OLS-as-attention equivalence. Goulet Coulombe (2026) ‘Ordinary Least Squares as an Attention Mechanism’ (SSRN 5200864) shows that the same dual representation ŷ_test = F_test F_train' y_train (eq. 7) coincides with a restricted attention module: queries Q = X_test W, keys K = X_train W with W = U Λ^{-½}, values V = y, and the softmax replaced by the identity (eqs. 17-19). The training-row weights ωⱼᵢ = ⟨Fⱼ, Fᵢ⟩ surfaced by this op are exactly the (restricted) attention weights of that paper.
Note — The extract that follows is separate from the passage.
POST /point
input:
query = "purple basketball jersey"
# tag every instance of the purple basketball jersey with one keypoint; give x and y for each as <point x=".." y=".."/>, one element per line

Same compute, different vocabulary – no separate runtime needed.
Boosted-tree (gradient_boosting / xgboost / lightgbm) and NN extensions are deferred: residual-bagging and learned non-linear models do not admit a clean sum-of-training-targets dual representation.
When to use
Decomposing macro forecasts into training-target contributions; explaining ML predictions to econometric audiences; bridging classical OLS to transformer-attention literature; per-prediction provenance for tree ensembles.
When NOT to use
Boosted-tree / NN families (gradient_boosting, xgboost, lightgbm, mlp, lstm, etc.) – raises NotImplementedError; the residual-bagging structure does not factor into a sum-of-training-targets representation.
References
macroforecast design Part 3, L7: ‘every importance op produces (table, figure) pairs; the L7.B sub-layer governs export shape.’
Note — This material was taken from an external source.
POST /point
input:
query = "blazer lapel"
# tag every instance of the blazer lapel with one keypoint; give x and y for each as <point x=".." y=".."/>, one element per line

Goulet Coulombe, Goebel & Klieber (2024) ‘Dual Interpretation of Machine Learning Forecasts’, arXiv:2412.13076.
Goulet Coulombe (2026) ‘Ordinary Least Squares as an Attention Mechanism’, SSRN 5200864 – shows OLS predictions ŷ_test = F_test F_train’ y_train (eq. 7) coincide with a restricted attention module (eqs. 17-19, identity activation, tied W_Q W_K’ = (X_train’ X_train)^{-1}). The dual_decomposition op already implements the same compute via the closed-form ridge representer; no separate runtime needed.
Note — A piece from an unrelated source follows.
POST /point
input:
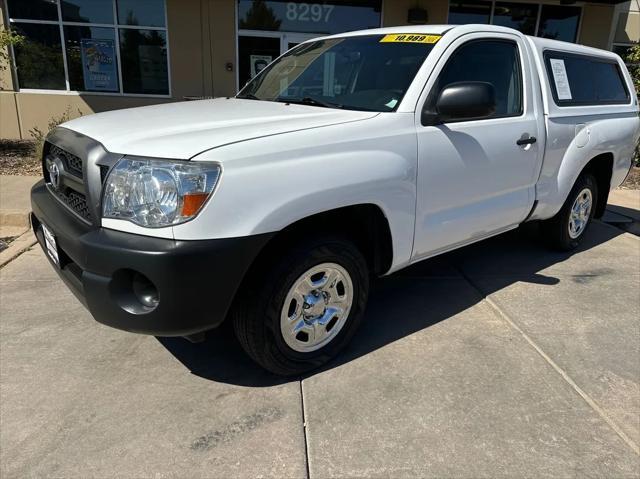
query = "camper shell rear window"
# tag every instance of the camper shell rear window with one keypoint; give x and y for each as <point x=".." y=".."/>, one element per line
<point x="579" y="80"/>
Related options: permutation_importance, shap_kernel
Last reviewed 2026-05-05 by macroforecast author.
fevd – operational#
Forecast error variance decomposition (Sims 1980).
For a fitted VAR (var / factor_augmented_var / bvar_*), decomposes the h-step-ahead forecast error variance into shares attributable to each orthogonalised shock. Default Cholesky orthogonalisation; ordering is set by the column order of the VAR. statsmodels fevd backend.
When to use
Standard VAR analysis; interpreting how shocks propagate across variables.
When NOT to use
Non-VAR models – use permutation_importance instead.
References
macroforecast design Part 3, L7: ‘every importance op produces (table, figure) pairs; the L7.B sub-layer governs export shape.’
Sims (1980) ‘Macroeconomics and Reality’, Econometrica 48(1): 1-48.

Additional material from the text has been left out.